Brain Imaging Research Center, Department of Psychiatry, University of Arkansas for Medical Sciences, Little Rock, Arkansas, United States of America.
PLoS One. 2022 Mar 3;17(3):e0264758. doi: 10.1371/journal.pone.0264758. eCollection 2022.
In this study we merged methods from machine learning and human neuroimaging to test the role of self-induced affect processing states in biasing the affect processing of subsequent image stimuli. To test this relationship we developed a novel paradigm in which (n = 40) healthy adult participants observed affective neural decodings of their real-time functional magnetic resonance image (rtfMRI) responses as feedback to guide explicit regulation of their brain (and corollary affect processing) state towards a positive valence goal state. By this method individual differences in affect regulation ability were controlled. Attaining this brain-affect goal state triggered the presentation of pseudo-randomly selected affectively congruent (positive valence) or incongruent (negative valence) image stimuli drawn from the International Affective Picture Set. Separately, subjects passively viewed randomly triggered positively and negatively valent image stimuli during fMRI acquisition.
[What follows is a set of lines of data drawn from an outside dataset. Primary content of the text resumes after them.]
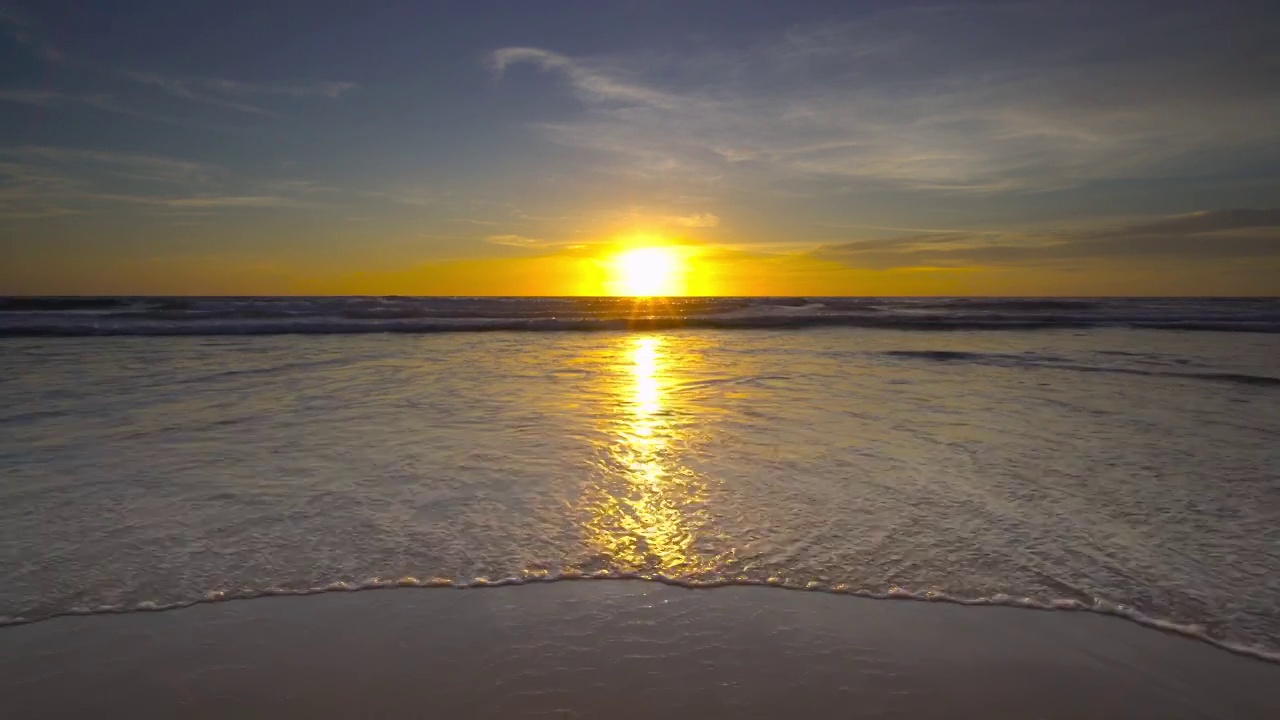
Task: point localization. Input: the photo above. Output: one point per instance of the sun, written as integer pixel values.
(648, 272)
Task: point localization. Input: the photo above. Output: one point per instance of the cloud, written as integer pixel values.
(48, 181)
(696, 220)
(187, 91)
(1028, 98)
(593, 83)
(1208, 236)
(122, 164)
(321, 89)
(517, 241)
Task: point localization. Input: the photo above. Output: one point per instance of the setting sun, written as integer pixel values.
(648, 272)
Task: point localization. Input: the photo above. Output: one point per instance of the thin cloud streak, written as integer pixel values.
(1210, 236)
(904, 101)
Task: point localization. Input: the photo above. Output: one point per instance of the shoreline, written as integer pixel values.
(629, 650)
(1106, 610)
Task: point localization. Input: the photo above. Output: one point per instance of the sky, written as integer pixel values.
(513, 147)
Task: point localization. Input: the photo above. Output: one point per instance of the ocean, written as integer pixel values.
(1115, 456)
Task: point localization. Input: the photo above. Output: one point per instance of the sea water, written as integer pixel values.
(1110, 455)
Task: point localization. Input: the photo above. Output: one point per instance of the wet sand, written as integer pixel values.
(617, 648)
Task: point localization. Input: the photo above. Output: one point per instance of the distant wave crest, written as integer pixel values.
(78, 317)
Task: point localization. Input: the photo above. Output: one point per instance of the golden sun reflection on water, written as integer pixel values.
(645, 509)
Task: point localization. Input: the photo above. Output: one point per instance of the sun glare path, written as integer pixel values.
(647, 272)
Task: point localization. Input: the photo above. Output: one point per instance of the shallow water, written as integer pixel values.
(1132, 470)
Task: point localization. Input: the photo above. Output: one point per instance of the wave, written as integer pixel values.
(1033, 360)
(90, 317)
(1098, 605)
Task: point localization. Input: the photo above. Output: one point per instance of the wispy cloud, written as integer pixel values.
(1023, 100)
(593, 82)
(320, 89)
(122, 164)
(696, 220)
(1216, 235)
(517, 241)
(227, 92)
(46, 181)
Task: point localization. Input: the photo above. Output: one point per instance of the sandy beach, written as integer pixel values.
(617, 648)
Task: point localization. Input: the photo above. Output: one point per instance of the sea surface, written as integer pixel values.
(1119, 456)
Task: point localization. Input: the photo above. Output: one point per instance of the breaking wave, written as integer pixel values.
(1000, 600)
(73, 317)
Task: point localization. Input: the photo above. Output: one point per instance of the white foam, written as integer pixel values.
(999, 600)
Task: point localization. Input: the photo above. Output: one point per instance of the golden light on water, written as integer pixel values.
(645, 507)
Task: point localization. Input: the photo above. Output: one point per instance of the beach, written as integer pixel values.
(766, 507)
(618, 648)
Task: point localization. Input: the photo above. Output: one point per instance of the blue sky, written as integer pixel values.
(978, 147)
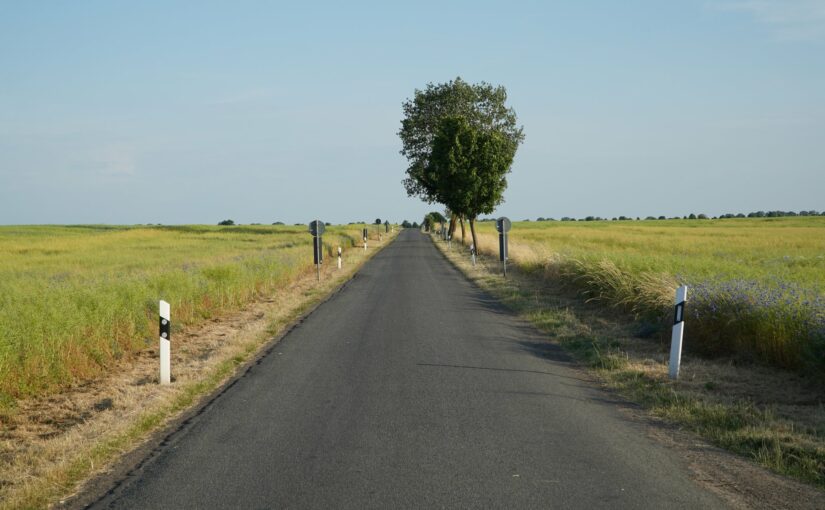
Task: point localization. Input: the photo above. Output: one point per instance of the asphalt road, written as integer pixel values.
(411, 388)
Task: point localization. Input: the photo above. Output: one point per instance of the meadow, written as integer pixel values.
(76, 300)
(756, 286)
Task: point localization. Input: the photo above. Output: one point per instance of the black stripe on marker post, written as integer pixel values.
(679, 313)
(165, 328)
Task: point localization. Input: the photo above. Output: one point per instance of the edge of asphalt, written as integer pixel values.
(132, 462)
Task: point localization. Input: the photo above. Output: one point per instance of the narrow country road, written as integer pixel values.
(411, 388)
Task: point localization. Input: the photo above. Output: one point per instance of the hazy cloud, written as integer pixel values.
(790, 20)
(244, 97)
(115, 160)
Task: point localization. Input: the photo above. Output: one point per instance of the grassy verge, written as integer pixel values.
(50, 469)
(772, 416)
(74, 301)
(756, 285)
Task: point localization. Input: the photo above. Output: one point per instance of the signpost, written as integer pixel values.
(316, 228)
(678, 333)
(165, 344)
(503, 226)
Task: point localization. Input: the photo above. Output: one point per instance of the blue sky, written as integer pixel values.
(194, 112)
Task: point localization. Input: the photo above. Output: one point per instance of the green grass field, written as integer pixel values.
(74, 300)
(757, 286)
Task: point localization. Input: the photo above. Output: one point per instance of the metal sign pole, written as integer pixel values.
(505, 254)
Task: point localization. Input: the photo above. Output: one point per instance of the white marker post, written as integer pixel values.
(165, 344)
(678, 332)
Multivariate neural decodings of the affect processing induced by these stimuli were modeled using the task trial type (state- versus randomly-triggered) as the fixed-effect of a general linear mixed-effects model. Random effects were modeled subject-wise. We found that self-induction of a positive valence brain state significantly positively biased valence processing of subsequent stimuli. As a manipulation check, we validated affect processing state induction achieved by the image stimuli using independent psychophysiological response measures of hedonic valence and autonomic arousal. We also validated the predictive fidelity of the trained neural decoding models using brain states induced by an out-of-sample set of image stimuli. Beyond its contribution to our understanding of the neural mechanisms that bias affect processing, this work demonstrated the viability of novel experimental paradigms triggered by pre-defined cognitive states. This line of individual differences research potentially provides neuroimaging scientists with a valuable tool for exploring the roles and identities of intrinsic cognitive processing mechanisms that shape our perceptual processing of sensory stimuli.
在这项研究中,我们融合了机器学习和人类神经影像学的方法,以测试自我诱发的情感处理状态在影响后续图像刺激的情感处理中的作用。为了检验这种关系,我们开发了一种新的范式,其中(n=40)健康成年参与者观察他们实时功能磁共振成像(rtfMRI)反应的情感神经解码作为反馈,以指导他们的大脑(和相应的情感处理)状态朝着积极的效价目标状态进行明确的调节。通过这种方法,控制了个体在情感调节能力方面的差异。达到这种大脑-情感目标状态会触发呈现从国际情感图片集中随机选择的情感一致(积极效价)或不一致(消极效价)的图像刺激。另外,在 fMRI 采集过程中,受试者被动地观看随机触发的具有积极和消极效价的图像刺激。使用任务试验类型(状态触发与随机触发)作为广义线性混合效应模型的固定效应,对这些刺激引起的情感处理的多变量神经解码进行建模。随机效应以个体为模型。我们发现,自我诱导积极效价的大脑状态显著地偏向于后续刺激的效价处理。作为一种操作检查,我们使用独立的愉悦性和自主唤醒的生理心理反应测量来验证图像刺激所实现的情感处理状态诱导。我们还使用来自样本外图像刺激集的大脑状态验证了经过训练的神经解码模型的预测保真度。除了对偏向情感处理的神经机制的理解做出贡献外,这项工作还展示了由预定义认知状态触发的新型实验范式的可行性。这种个体差异研究为神经影像学科学家提供了一种有价值的工具,用于探索塑造我们对感觉刺激的感知处理的内在认知处理机制的作用和身份。